Меня сильно покоробило, что он вдруг обратился ко мне на «ты», и поэтому я сказал:
— Я должен вас поблагодарить и дать денег.
— Не стоит благодарности!
— И все-таки, сколько?
— Десять рублей, — сказал он, и я дал ему одну золотую десятирублевую монету.
После этого он жестом подозвал машину, и мы поехали на вокзал.
В нашем распоряжении было совсем мало времени, так как поезд отходил через несколько минут, и уже был дан первый звонок.

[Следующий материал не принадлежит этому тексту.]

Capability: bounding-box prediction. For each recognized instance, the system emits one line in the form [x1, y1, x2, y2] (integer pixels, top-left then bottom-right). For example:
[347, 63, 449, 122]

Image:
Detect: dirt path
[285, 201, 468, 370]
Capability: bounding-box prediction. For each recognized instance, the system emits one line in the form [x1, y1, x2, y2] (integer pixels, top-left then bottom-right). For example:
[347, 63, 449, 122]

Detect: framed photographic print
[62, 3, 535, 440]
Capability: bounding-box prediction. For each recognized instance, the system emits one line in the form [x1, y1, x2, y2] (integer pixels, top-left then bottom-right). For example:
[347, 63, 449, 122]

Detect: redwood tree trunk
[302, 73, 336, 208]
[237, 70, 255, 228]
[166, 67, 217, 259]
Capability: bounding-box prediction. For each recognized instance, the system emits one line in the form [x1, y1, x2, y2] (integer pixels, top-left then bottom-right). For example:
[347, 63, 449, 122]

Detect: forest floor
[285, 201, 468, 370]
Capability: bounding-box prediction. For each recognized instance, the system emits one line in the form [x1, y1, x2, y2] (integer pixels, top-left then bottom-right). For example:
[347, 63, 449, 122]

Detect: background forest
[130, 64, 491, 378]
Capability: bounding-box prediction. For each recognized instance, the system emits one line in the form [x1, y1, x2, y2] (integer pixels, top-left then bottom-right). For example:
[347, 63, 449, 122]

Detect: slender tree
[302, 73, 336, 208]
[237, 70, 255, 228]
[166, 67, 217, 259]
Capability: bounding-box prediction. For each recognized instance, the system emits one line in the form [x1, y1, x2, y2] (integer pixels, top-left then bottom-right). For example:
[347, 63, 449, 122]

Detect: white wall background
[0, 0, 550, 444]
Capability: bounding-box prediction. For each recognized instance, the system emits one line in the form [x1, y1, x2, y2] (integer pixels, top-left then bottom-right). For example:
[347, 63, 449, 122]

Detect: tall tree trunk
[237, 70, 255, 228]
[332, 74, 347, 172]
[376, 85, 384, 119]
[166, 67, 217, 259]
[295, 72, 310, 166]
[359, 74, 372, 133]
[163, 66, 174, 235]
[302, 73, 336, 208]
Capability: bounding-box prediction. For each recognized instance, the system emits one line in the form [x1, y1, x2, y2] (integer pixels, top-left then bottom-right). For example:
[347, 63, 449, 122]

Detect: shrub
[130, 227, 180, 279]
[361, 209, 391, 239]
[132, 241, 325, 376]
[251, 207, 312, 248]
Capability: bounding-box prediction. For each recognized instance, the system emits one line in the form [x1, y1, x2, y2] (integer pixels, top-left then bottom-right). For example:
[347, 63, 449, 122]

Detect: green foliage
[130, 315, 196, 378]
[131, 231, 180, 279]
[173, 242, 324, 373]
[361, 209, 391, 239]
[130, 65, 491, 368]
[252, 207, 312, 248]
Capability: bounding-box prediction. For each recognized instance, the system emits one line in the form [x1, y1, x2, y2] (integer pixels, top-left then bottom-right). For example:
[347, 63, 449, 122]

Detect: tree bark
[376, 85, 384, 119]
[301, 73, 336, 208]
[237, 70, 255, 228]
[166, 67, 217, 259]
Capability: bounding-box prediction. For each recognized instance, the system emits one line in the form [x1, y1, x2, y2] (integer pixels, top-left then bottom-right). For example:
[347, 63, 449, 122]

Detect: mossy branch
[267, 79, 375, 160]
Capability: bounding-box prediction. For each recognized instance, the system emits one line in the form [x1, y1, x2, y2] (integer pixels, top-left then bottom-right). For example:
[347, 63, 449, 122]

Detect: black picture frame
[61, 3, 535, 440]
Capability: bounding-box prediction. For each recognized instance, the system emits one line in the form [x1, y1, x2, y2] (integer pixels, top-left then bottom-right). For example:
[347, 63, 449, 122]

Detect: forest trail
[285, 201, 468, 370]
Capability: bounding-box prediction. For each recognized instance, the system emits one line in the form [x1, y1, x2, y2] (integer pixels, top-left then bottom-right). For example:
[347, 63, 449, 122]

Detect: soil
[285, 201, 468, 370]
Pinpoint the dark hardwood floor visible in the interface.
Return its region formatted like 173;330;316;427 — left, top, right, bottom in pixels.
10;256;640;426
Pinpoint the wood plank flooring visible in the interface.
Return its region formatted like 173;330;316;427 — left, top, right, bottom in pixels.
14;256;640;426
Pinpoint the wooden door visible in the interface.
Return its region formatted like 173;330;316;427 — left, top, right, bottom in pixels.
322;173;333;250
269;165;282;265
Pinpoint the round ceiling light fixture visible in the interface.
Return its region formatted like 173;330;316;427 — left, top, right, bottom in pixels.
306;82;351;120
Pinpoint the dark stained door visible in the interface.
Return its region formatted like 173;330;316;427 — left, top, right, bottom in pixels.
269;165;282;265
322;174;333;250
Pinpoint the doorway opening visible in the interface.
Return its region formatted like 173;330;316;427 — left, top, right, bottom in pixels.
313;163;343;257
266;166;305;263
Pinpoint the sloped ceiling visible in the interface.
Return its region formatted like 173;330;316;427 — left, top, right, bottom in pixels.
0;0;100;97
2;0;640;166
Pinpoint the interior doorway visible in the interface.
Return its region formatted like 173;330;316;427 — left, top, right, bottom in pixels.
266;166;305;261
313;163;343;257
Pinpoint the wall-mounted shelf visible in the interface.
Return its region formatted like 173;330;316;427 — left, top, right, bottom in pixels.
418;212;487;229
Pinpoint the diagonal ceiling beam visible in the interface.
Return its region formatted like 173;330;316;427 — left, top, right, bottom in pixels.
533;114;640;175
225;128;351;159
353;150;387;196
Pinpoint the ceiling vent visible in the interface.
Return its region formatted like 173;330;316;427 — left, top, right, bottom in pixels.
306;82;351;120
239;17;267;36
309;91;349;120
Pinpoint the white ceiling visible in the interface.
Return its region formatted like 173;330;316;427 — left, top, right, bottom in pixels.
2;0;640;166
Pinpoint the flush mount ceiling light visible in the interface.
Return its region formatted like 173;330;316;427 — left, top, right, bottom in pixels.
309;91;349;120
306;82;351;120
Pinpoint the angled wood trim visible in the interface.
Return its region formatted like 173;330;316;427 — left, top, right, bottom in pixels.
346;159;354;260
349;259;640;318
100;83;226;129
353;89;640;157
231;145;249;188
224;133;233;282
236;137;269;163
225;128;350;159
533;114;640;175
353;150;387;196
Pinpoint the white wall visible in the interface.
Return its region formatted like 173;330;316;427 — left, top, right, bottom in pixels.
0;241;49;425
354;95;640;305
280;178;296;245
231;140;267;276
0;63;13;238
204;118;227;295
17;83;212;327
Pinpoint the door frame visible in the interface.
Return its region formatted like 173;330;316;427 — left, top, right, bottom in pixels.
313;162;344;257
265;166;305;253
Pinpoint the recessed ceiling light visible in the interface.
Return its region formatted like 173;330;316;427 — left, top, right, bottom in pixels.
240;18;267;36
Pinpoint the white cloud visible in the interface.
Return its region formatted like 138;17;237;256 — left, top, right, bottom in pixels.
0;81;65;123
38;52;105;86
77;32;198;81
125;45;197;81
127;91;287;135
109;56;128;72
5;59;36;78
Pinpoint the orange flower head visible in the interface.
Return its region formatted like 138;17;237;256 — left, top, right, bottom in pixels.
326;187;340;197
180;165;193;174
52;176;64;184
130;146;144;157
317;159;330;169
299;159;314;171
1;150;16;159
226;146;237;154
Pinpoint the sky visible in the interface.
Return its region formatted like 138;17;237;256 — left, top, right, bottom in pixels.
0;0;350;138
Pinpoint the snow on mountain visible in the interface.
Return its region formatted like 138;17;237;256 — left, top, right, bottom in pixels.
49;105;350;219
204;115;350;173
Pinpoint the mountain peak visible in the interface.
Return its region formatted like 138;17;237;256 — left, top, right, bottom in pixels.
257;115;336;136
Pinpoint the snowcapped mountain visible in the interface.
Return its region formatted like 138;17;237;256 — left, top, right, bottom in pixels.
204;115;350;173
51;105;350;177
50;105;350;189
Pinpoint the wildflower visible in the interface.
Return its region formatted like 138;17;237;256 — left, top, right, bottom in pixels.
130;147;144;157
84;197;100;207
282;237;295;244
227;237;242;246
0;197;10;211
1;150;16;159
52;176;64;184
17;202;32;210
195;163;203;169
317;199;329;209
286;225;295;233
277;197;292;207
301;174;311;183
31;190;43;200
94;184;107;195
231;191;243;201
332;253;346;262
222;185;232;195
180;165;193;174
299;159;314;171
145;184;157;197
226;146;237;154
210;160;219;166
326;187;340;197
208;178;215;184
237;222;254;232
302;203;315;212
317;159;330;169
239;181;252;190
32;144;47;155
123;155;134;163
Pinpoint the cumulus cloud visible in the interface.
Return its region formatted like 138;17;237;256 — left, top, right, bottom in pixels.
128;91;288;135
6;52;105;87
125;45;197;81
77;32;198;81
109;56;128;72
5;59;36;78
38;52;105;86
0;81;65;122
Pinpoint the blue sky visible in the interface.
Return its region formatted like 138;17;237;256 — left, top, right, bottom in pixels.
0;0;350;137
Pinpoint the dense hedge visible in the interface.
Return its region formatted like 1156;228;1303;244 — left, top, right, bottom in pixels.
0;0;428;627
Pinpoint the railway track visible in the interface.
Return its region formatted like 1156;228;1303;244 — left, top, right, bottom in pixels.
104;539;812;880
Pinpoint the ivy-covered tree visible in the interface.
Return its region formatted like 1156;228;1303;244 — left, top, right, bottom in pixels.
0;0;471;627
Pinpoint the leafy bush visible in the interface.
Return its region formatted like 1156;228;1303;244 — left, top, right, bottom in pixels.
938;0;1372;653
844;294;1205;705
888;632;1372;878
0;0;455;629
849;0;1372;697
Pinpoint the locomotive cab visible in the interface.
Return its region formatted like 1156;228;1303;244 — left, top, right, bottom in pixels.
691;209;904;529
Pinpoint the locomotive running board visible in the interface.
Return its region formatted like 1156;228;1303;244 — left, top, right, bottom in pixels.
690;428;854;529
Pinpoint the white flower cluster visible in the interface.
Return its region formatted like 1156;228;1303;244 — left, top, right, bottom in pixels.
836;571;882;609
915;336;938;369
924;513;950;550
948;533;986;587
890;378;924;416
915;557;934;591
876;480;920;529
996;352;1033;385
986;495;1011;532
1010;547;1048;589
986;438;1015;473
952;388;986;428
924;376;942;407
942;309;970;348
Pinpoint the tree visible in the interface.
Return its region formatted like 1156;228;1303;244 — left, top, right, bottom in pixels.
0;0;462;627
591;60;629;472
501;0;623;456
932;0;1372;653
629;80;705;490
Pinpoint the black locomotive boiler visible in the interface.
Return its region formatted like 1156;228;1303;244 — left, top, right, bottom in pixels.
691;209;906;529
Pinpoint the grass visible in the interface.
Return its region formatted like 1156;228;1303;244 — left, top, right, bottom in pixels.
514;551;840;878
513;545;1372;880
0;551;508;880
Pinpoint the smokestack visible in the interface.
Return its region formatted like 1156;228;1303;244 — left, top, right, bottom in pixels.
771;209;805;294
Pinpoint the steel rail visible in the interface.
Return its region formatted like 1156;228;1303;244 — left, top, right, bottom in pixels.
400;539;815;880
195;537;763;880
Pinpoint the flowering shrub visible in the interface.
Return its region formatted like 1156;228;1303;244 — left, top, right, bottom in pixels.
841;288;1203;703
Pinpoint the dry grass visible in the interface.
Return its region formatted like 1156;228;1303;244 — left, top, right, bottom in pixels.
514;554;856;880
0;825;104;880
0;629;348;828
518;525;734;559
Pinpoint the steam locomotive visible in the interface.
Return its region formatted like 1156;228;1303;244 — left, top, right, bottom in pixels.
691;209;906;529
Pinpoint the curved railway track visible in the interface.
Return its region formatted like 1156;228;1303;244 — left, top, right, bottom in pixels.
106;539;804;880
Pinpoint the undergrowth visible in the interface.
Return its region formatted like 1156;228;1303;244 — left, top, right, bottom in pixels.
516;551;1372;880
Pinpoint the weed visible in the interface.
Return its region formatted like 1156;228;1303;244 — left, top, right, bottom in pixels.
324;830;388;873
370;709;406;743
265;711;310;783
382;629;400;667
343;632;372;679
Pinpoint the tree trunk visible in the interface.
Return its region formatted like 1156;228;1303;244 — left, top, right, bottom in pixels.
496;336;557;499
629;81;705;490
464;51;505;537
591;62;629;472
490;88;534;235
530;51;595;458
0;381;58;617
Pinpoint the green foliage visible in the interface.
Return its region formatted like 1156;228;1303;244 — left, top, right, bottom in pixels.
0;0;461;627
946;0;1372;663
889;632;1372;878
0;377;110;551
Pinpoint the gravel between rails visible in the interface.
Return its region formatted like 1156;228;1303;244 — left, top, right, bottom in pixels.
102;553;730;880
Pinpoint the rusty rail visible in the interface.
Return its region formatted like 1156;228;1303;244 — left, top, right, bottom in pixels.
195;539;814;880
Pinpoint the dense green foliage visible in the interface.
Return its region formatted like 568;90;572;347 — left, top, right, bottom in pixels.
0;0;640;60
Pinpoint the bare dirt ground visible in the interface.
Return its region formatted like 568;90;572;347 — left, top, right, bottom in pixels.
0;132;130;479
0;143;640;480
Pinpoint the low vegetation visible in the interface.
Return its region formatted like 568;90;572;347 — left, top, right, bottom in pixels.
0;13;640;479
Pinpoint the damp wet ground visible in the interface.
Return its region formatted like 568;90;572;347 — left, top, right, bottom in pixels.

Только я хотел подняться на подножку вагона, как вдруг появились двое необычайно крупных мужчин, по одному слева и справа от моего друга Лакатоса. Они подозвали меня, и я подошел. Они вывели нас из здания вокзала, действовали при этом сурово. Никто из нас четверых не проронил ни слова. Мы обошли вокзал, повернули и пошли там, где были особенно отчетливо слышны гудки локомотивов, затем мы оказались у какой-то маленькой двери. Это был полицейский участок. Двое полицейских стояли у дверей, а сидящий за столом чиновник был занят тем, что ловил мух, в большом количестве летающих по комнате. Мухи, не переставая, жужжали и садились на разложенные на столе белые листы бумаги. Поймав одну из них, чиновник брал ее большим и указательным пальцами левой руки и отрывал ей одно крылышко. Затем погружал несчастную в большую чернильницу из перепачканного чернилами белого фарфора. Так мы с Лакатосом и двое сопроводивших нас мужчин простояли примерно четверть часа. Было жарко и тихо. Слышны были только гудки локомотивов, пение мух и тяжелое, как бы похрапывающее дыхание полицейских.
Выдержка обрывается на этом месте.